I looked at the GOK range in Target (who have a new campaign featuring that showy, self promoting rice queen GOK) and to my eye it’s much the same as it ever was – mostly great sewing of not very good fabrics for small women – that is, not very tall (they do go to a 16 and regular or long length in pants if you can ever get them) – and there are lots and lots and lots of garments.
GOK says BUY!
I have a black cotton drill trench coat I bought from Target 5 or 6 years ago – it’s a really practical and classically styled garment. I wear it often. By good luck the fabric is sturdy, it cost (I can’t remember exactly) $50/$60 and had it redyed black/ black recently and it’s as good as new (I’m bucking the system).
Each time I wear it I look at the unlined inside and am bowled over at the quality of the finish. All the seams are bound. Every edge meets perfectly. There’s not a stitch out of place.
I always wonder who the highly skilled sewer(s) was. How much was she paid (always assume it’s a female) to do this practically couture quality work? My trench coat was made in China where skilled labour is now (it seems) valued more than in desperate Bangladesh.
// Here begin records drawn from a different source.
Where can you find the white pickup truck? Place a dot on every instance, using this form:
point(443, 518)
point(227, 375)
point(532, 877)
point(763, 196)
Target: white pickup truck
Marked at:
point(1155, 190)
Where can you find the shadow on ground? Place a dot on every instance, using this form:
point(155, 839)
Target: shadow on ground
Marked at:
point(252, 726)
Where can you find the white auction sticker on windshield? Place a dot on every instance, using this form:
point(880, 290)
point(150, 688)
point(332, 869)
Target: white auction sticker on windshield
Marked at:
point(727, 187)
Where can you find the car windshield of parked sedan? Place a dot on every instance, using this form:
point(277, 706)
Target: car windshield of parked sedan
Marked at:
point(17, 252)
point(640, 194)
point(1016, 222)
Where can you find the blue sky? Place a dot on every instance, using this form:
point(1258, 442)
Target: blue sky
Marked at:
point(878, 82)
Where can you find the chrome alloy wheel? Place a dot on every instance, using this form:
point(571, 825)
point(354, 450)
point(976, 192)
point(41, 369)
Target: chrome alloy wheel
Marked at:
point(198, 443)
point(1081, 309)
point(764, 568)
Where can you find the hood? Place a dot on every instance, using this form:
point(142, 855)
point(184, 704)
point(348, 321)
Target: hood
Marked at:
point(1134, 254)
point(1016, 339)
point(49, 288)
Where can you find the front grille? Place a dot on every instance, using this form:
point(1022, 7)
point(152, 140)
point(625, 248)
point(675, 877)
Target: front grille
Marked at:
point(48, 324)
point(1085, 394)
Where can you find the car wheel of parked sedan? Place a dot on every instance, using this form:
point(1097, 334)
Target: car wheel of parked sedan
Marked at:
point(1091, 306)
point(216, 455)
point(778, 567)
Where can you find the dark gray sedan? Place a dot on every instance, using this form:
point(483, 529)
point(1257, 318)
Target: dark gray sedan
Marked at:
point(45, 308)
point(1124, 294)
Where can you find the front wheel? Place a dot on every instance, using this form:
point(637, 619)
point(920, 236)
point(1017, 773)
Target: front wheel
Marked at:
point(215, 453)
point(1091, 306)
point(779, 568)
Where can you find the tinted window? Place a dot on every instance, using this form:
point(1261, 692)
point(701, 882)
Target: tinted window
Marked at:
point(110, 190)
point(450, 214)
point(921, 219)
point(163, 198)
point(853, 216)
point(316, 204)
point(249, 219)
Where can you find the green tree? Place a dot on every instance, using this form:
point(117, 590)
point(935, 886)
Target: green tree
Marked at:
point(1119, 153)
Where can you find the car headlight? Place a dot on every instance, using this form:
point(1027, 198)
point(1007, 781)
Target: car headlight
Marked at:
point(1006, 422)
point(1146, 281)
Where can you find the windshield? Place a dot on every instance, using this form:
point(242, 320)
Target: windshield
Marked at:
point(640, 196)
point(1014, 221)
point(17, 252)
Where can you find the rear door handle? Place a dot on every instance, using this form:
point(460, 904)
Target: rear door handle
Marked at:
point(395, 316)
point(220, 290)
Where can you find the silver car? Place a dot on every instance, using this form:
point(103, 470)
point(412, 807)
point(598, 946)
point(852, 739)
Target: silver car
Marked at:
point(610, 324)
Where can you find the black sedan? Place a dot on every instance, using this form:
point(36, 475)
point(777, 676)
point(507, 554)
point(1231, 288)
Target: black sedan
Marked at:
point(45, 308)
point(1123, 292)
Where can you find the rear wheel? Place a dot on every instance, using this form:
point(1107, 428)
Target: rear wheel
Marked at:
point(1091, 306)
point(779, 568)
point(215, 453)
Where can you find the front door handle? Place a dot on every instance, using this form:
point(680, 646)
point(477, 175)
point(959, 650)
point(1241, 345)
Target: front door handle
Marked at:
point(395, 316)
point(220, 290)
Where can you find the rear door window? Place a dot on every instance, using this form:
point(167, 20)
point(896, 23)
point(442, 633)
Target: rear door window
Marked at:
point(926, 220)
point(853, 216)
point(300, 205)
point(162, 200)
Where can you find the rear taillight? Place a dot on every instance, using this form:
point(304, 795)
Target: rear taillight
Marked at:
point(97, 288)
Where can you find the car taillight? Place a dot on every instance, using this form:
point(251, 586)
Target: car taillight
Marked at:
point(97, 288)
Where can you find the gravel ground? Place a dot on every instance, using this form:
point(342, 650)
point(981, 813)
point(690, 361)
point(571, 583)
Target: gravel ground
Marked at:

Target have signed the Accord on Fire and Building Safety in Bangladesh now, but cheap clothes always means someone’s paying somewhere down the line and it’s usually the labour. The conditions for Bangladeshi garment workers are history repeating itself. Workers were locked inside unsafe factories in the US, in England and probably here as well when ready to wear clothes were first manufactured. (The first women worker’s strike in Australia was the tailoresses’ in 1882/83.)
It took many deaths and injuries and long struggles by workers to change these conditions, which if you look into it, on the whole never got to be that good – and then China came into the picture. Sweated labour (that’s capitalism) has always made our clothes and now it’s a squillion dollar industry – it would be interesting to know how all that money is distributed.